I’ll spare you the details, but the fight lasted a couple of weeks and was not pretty. If I’m being honest, I’m still not happy about it. I’ve just become resigned.
All of this is to say that the $900 bike was within our means, and yet it still caused a fight.
But it would have caused a bigger fight had it been outside of our means.
One Spouse Has To Say “No”
Because I handle the day-to-day PF stuff, when the hubs needs money for something other than a budgeted expense, he has to run it past me. It’s not ideal, because it means that if we cannot afford it, I have to say “no.” And that makes me feel like his mom. Now of course, I show him our bank accounts and budget so he realizes why we cannot afford said expense, but that doesn’t always make it go away. See, when he gets this idea in his head, he can be like a dog with a bone. And a girl can only say no so many times. Sometimes, I give in. And when I don’t, I feel lousy, and much like his mother, rather than his wife.
The Budget Is Fluid
Just when you think your budget is set, something changes. We forget budget lines, we forget to save monthly for big upcoming expenses, and even when we remember them all then something unexpected arises Our budget is a constant source of frustration, but we keep persevering because we know that without it we will be in a world of financial hurt. Some budget categories stay pretty steady, like utilities and our mortgage. Others, like gas and groceries, can be incredibly fluid and a source of frustration. I love to shop, and I make no secret of it. But we’ve been adhering to strict budget for so long that sometimes I just feel like I can’t say “no” to myself any more. It happens a couple of times a year, and while the hubs never gets mad at me, I get mad at myself. And then I take it out on him, which isn’t fair. Our budget is fluid, and sometimes it sucks, but it keeps us living within our means.
It’s Not A Habit
You would think after 2 years of adhering to a $300/month grocery budget and a $300/month gas budget would be old hat by now. It’s not. We struggle every single month to control our spending. Sometimes, we succeed. More often than not, we fail. But what we’re learning, no matter whether we win or lose at this budgeting thing, is how to communicate with each other. How to compromise and still stay on budget, and how to avoid fighting about money. We both get upset with each other and our budget, but every day we try to make overspending a thing of the past.

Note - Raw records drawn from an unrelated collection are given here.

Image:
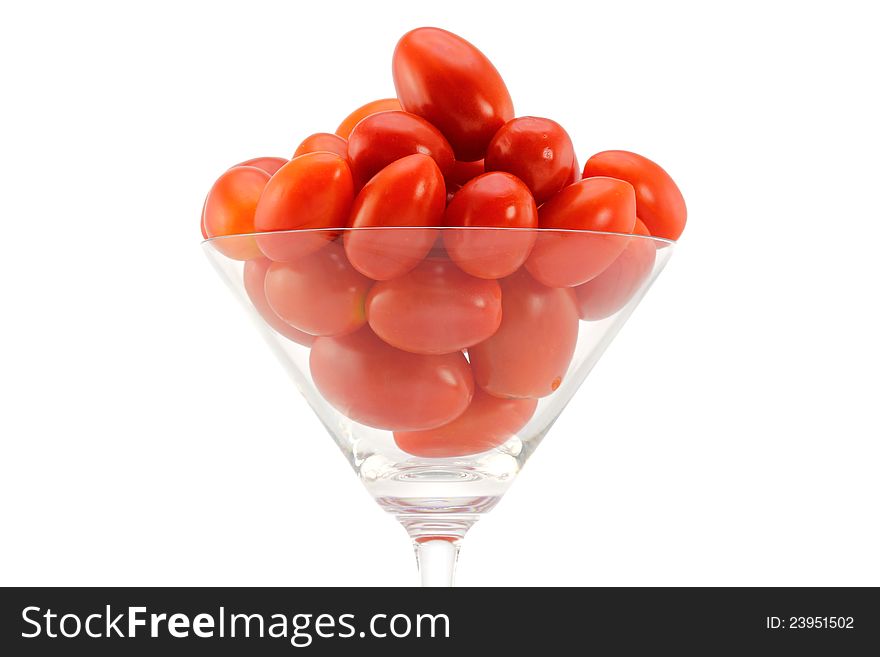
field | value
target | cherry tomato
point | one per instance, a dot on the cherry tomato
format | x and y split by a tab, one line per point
566	259
380	139
537	151
495	200
462	172
320	294
314	190
204	230
373	107
375	384
575	173
254	285
268	164
530	352
323	141
434	309
659	202
446	80
229	210
487	423
409	193
611	290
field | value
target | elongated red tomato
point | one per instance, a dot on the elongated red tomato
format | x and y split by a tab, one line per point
230	209
462	172
659	202
373	107
320	294
529	354
375	384
268	164
446	80
254	285
575	174
434	309
566	259
204	230
493	200
380	139
611	290
407	193
487	423
323	141
314	190
537	151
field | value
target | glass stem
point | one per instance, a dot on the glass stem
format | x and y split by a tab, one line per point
437	538
436	559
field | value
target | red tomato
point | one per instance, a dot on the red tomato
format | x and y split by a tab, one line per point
529	354
446	80
495	200
323	141
575	174
375	384
254	285
434	309
611	290
314	190
229	210
268	164
408	192
373	107
380	139
487	423
204	230
320	294
659	202
462	172
537	151
566	259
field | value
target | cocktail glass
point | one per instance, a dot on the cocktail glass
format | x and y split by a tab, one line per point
437	430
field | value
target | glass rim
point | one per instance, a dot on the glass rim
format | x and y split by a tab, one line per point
352	229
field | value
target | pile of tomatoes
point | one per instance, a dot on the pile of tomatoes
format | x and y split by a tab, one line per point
449	337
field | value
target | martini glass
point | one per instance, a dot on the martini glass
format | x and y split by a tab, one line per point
434	417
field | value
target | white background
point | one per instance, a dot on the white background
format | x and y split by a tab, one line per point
728	437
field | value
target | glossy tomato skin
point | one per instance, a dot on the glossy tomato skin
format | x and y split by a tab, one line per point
373	107
463	172
611	290
529	354
230	210
434	309
268	164
492	200
254	285
561	259
204	230
375	384
408	192
487	423
575	173
323	141
537	151
319	294
659	202
447	81
314	190
380	139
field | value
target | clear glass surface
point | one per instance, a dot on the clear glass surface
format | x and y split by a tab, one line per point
440	380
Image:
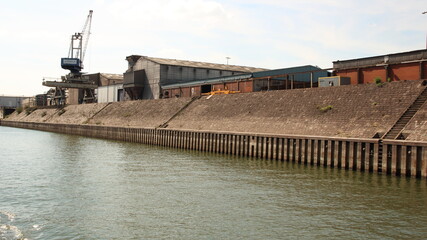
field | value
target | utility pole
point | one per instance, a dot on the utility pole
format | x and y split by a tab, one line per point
426	33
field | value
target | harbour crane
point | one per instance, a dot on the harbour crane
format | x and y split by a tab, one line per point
77	51
74	63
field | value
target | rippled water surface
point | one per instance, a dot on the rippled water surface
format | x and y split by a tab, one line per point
55	186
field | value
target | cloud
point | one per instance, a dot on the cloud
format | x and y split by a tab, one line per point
259	33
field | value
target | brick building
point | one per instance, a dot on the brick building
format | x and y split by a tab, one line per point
391	67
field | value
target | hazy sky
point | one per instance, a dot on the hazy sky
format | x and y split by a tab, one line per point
34	35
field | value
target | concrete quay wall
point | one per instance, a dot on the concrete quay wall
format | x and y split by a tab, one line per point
359	111
401	158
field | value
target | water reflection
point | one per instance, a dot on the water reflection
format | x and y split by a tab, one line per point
86	188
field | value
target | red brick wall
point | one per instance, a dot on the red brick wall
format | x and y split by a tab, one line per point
246	86
405	72
217	87
424	66
369	74
232	86
196	91
352	74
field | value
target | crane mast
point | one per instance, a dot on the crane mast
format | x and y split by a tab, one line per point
78	46
74	62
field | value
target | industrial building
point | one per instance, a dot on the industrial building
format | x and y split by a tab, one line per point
8	104
279	79
101	81
145	76
391	67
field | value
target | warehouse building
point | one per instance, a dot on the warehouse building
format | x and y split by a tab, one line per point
279	79
146	75
8	104
391	67
102	80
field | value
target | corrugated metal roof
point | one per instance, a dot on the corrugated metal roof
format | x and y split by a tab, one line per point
186	63
393	58
301	73
112	76
208	81
285	71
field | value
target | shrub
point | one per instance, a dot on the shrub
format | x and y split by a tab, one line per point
61	111
326	108
29	110
19	110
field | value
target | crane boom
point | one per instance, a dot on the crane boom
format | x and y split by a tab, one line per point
78	46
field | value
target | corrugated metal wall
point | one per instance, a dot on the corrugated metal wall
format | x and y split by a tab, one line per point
109	93
11	102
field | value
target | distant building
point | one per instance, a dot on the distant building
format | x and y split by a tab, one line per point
8	104
146	75
111	93
391	67
76	95
278	79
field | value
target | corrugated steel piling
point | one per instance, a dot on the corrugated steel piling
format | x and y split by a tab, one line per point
394	157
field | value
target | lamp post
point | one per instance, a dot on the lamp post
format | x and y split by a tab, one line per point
426	33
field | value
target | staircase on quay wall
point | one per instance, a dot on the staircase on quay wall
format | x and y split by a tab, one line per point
394	132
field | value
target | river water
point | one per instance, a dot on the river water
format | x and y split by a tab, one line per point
55	186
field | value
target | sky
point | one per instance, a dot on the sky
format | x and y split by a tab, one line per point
272	34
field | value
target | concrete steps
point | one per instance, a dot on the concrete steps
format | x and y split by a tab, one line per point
394	132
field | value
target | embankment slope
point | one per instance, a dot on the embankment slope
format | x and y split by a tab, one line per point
348	111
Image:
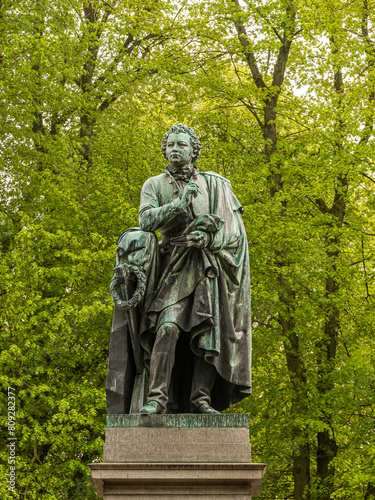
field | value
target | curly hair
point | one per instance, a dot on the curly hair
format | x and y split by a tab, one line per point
194	140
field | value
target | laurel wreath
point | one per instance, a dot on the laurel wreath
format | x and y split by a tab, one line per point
125	271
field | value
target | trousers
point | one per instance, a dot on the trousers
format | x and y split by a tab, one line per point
161	366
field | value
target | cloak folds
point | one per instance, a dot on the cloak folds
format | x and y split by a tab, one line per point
206	292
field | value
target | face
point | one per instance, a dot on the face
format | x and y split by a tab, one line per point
179	149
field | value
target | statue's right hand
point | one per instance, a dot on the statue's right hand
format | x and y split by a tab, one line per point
190	191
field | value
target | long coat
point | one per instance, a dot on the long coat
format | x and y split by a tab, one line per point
206	292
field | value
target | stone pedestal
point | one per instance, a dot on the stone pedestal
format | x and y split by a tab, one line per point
177	456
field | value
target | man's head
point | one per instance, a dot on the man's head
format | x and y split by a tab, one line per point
180	145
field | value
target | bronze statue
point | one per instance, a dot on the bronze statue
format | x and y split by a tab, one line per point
181	337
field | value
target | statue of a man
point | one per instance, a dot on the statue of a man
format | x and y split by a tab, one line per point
181	336
202	297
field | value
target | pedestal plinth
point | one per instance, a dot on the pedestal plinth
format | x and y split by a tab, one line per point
182	456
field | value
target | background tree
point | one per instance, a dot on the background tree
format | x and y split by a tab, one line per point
281	94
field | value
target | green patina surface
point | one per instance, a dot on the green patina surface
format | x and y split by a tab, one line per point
183	420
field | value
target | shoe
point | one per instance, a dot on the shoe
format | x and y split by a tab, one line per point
206	409
152	407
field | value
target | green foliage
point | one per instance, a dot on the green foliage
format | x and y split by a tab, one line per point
87	91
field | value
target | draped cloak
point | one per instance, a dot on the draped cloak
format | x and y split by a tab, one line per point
206	292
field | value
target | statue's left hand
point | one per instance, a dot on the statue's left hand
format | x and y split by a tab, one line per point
201	239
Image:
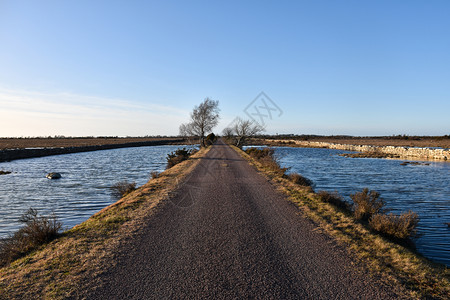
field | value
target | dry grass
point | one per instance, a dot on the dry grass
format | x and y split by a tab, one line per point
394	264
398	227
67	264
299	179
123	188
178	156
37	231
366	204
336	200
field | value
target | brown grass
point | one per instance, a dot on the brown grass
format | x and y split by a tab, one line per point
80	255
396	226
123	188
37	231
336	200
400	267
366	204
299	179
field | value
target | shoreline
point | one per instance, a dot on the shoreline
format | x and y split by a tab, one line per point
390	261
400	152
23	153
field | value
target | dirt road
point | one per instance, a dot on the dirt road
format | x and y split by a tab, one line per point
227	234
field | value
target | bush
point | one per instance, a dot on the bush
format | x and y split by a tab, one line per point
154	174
260	153
123	188
299	179
267	158
366	204
397	226
178	156
334	199
38	230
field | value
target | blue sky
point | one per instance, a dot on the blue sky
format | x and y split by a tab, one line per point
133	68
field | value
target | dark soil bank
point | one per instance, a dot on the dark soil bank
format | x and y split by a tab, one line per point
227	234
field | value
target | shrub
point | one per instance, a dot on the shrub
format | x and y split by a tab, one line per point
123	188
366	204
266	157
154	174
334	199
178	156
37	231
299	179
397	226
260	153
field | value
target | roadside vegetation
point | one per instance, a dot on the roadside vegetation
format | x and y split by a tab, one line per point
380	240
75	258
240	131
123	188
178	156
203	119
37	231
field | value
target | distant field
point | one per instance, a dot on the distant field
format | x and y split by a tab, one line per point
443	142
20	143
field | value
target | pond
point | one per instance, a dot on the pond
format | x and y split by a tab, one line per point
85	186
423	188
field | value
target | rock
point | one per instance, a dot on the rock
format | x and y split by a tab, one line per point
53	175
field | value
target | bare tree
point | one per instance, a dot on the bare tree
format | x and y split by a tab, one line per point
242	130
203	119
228	133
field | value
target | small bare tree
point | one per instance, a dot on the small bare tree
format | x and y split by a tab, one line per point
203	119
242	130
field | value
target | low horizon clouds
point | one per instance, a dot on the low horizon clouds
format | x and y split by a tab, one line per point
32	113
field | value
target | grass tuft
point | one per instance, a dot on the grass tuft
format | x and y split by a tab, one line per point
267	158
154	174
123	188
299	179
366	204
178	156
38	230
336	200
396	226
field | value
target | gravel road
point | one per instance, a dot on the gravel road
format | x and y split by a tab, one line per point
228	234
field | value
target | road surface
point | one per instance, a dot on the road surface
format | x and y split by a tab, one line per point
228	234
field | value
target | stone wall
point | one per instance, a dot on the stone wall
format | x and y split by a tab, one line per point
405	152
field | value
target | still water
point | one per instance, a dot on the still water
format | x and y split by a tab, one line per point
424	189
84	188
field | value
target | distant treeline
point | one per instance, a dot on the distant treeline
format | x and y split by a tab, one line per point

Honestly, Living Within Our Means Is…
Checking our bank account every day, like it or not.
Finding creative ways to make dinner when we’ve maxed out our grocery budget.
Skipping trips to the gym because the gas budget is getting close.
Returning a pair of workout pants to Target 5 days later after realizing I really didn’t need them.
And saying “no” to eating out with friends after church. Every. Single. Sunday.
There Are Good Things Too, Like…
Paying off $12,000 in 6 months – and the enjoying a budgeted-for celebratory dinner out.
Watching your bank account grow.
Getting a full month ahead on your bills.
Deciding together to increase your entertainment budget to allow for monthly dates.
High fiving each other after making a big deposit into an investment account.
Honestly, living with our means isn’t easy. It makes me crazy most days.
But for us, living within our means is kind of like having a kiddo. We love her so much, but the day in, day out can be tough. She makes messes, cries, gets frustrated, and makes me want to drink an entire bottle of wine one sitting. But in the middle of those long, hard days, there always something bright.
Whether it’s the way she greets me in the morning with a “Good Morning Momma! I love you!” watching her face as she watches a polar bear at the zoo, or those sweet hugs you never saw coming, every day has a bright spot that make the whole frustrating day seem like a win.
Living within our means is the same way. It’s hard, frustrating, annoying, and then something awesome happens.
And I wouldn’t have it any other way.